Sterling is trading broadly unchanged since yesterday morning, having unwound a brief trip higher against the dollar by yesterday evening. Next week’s summer statement on the Government’s fiscal plans is coming into focus as the next major event for the pound, with both Boris Johnson and Rishi Sunak making relevant comments this week. The Prime Minister confirmed in an interview with the Evening Standard that job retention schemes would be phased out by October, while the Chancellor yesterday told MPs not to expect large tax cuts. Barring extending job support or large scale tax cuts, targeting stimulus measures are left as the next option for supporting the economy.
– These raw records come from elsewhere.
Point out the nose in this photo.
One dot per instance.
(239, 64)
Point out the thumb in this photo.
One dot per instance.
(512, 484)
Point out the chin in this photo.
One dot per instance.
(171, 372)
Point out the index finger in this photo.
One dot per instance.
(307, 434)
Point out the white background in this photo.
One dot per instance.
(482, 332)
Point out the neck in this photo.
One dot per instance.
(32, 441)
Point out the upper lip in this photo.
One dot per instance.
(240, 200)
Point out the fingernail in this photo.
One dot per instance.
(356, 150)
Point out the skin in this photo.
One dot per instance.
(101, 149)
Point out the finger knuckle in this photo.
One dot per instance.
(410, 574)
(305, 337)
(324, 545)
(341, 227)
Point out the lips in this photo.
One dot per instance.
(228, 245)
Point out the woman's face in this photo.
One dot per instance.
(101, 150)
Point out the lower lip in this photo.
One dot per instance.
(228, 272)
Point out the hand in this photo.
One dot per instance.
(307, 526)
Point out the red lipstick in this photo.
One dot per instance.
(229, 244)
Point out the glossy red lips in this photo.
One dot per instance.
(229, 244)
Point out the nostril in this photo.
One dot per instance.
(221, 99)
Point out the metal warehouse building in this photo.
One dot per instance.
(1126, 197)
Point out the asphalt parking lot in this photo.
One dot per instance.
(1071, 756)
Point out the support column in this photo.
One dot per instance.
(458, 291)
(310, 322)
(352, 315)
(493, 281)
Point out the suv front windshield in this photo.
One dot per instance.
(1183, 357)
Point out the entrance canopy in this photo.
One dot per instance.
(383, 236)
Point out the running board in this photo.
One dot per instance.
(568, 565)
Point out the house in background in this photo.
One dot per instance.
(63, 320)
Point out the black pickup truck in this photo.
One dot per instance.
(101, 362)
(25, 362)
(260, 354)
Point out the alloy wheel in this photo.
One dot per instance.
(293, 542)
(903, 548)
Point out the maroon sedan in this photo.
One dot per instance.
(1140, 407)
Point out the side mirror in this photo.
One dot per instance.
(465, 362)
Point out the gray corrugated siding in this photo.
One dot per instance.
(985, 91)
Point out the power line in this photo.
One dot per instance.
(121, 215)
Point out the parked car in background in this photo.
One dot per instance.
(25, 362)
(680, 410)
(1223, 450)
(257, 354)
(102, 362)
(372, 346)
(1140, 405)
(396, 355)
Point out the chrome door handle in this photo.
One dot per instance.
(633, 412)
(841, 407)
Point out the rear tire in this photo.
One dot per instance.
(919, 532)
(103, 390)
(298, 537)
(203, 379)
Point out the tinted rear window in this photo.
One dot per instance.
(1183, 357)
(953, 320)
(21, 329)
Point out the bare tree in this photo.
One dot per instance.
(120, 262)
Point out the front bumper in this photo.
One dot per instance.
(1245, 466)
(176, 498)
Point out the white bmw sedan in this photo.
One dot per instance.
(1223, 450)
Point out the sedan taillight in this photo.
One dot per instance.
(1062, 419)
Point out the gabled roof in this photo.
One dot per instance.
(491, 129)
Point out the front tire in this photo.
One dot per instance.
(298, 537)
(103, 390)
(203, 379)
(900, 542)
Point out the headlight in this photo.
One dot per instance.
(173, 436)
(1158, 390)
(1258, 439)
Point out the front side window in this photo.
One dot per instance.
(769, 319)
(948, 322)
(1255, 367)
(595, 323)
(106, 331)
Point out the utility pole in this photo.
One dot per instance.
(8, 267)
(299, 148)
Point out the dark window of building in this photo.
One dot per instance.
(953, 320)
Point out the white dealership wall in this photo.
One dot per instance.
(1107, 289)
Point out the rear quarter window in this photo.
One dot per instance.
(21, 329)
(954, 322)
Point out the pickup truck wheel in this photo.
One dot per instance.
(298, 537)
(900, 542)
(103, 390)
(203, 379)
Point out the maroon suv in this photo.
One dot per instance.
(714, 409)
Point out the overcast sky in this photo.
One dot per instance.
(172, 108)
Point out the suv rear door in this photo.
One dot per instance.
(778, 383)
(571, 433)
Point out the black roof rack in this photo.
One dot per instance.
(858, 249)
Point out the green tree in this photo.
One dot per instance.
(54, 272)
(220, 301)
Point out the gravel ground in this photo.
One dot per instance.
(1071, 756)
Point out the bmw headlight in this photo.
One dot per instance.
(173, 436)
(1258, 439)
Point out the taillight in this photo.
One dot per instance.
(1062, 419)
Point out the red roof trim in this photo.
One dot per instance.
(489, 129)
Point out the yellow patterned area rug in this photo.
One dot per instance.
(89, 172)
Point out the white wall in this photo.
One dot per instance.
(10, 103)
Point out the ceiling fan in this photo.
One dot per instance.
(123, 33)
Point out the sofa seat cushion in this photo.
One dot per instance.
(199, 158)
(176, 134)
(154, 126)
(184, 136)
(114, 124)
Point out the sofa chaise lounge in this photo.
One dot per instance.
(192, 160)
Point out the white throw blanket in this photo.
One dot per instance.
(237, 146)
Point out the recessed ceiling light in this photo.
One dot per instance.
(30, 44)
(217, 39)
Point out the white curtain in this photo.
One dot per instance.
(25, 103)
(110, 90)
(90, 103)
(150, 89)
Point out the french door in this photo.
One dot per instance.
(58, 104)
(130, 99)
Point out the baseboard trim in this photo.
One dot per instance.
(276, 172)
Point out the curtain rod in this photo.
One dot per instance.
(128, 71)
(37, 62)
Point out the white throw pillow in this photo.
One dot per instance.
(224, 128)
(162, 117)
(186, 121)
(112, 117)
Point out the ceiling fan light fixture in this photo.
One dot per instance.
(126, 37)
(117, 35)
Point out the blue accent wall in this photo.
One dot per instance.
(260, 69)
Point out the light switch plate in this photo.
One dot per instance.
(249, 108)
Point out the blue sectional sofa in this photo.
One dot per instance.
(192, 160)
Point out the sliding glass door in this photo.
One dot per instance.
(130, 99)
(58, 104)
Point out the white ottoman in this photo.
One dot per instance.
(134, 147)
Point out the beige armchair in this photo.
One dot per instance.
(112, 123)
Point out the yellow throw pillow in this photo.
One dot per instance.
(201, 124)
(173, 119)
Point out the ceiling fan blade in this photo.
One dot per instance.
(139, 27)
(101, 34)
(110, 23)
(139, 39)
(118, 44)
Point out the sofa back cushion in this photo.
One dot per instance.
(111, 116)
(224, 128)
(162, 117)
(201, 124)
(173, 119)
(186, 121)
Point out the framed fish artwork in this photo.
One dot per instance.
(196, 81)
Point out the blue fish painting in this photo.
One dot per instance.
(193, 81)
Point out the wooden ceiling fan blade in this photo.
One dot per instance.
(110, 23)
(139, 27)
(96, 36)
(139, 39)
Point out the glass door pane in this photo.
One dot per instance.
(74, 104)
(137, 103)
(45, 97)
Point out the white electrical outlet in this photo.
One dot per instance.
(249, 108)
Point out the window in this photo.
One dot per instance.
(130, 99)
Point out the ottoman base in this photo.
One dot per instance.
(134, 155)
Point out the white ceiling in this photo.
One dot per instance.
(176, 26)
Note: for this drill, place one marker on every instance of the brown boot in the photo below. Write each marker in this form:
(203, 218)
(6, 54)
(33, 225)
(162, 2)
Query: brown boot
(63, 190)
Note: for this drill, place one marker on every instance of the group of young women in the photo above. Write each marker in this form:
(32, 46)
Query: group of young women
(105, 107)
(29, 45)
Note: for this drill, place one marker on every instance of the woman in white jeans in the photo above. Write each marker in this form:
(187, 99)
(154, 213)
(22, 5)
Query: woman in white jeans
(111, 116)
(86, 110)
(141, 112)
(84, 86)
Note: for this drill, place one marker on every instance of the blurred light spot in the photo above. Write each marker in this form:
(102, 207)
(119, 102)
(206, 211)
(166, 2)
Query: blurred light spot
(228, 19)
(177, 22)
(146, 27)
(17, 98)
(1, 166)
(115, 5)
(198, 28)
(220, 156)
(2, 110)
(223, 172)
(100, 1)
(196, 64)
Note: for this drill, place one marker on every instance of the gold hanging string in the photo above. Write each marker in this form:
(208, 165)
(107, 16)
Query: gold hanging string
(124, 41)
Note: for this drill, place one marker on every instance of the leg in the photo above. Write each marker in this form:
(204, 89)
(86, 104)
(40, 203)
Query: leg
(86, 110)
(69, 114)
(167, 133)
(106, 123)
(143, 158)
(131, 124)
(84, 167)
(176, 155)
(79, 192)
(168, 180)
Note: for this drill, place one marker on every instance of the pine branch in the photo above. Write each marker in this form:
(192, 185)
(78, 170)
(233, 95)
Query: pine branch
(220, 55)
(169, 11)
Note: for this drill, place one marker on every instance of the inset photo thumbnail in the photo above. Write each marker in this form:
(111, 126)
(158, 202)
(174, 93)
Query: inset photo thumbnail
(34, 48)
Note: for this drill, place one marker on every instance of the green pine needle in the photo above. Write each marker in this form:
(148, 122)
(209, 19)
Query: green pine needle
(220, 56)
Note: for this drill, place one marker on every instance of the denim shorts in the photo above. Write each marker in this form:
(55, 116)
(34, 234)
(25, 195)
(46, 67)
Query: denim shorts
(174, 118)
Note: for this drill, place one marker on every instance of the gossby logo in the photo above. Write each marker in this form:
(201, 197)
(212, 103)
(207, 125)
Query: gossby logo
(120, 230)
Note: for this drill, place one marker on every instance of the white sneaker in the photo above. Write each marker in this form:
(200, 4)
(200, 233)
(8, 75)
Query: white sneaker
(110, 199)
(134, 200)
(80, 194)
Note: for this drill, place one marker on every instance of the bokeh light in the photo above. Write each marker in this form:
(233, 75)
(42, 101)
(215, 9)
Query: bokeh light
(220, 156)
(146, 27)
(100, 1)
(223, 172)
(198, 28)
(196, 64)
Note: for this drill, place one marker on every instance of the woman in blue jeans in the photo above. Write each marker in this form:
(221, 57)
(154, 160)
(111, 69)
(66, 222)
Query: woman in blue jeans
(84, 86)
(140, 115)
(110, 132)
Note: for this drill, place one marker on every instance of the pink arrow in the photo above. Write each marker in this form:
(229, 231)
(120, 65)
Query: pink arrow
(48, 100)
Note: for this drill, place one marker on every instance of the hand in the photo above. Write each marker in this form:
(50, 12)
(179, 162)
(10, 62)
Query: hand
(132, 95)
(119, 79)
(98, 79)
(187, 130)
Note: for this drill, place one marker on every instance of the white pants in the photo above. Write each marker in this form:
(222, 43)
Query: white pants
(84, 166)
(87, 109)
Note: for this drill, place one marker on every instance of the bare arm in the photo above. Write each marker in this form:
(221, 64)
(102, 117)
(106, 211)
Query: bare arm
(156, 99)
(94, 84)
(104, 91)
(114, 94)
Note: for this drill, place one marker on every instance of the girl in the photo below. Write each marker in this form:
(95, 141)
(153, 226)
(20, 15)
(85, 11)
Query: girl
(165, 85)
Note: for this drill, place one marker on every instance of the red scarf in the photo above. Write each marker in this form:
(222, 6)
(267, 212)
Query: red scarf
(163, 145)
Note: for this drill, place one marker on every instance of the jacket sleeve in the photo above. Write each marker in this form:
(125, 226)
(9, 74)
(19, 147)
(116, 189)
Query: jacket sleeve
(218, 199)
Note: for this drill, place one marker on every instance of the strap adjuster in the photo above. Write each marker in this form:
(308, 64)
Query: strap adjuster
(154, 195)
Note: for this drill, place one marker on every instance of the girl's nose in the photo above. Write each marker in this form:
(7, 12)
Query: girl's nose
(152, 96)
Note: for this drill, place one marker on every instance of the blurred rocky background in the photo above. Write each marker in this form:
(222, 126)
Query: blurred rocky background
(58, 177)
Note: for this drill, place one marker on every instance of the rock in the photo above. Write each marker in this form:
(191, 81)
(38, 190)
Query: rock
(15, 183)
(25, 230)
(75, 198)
Limited tax cuts, on VAT for example, are one option, as is support for specific sectors, such as tourism and hospitality. Michel Barnier commented on trade talks between the EU and UK yesterday, saying that he has “listened carefully” to UK demands for “no role” for the European Court of Justice in the UK, and no obligations for the UK to be bound by EU law. The UK has recently rejected the EU’s matching demand to be allowed to impose tariffs in the event of regulatory divergence between the two countries, but there does seem to be at least some room for compromise in this area judging by the constructive tone of recent talks.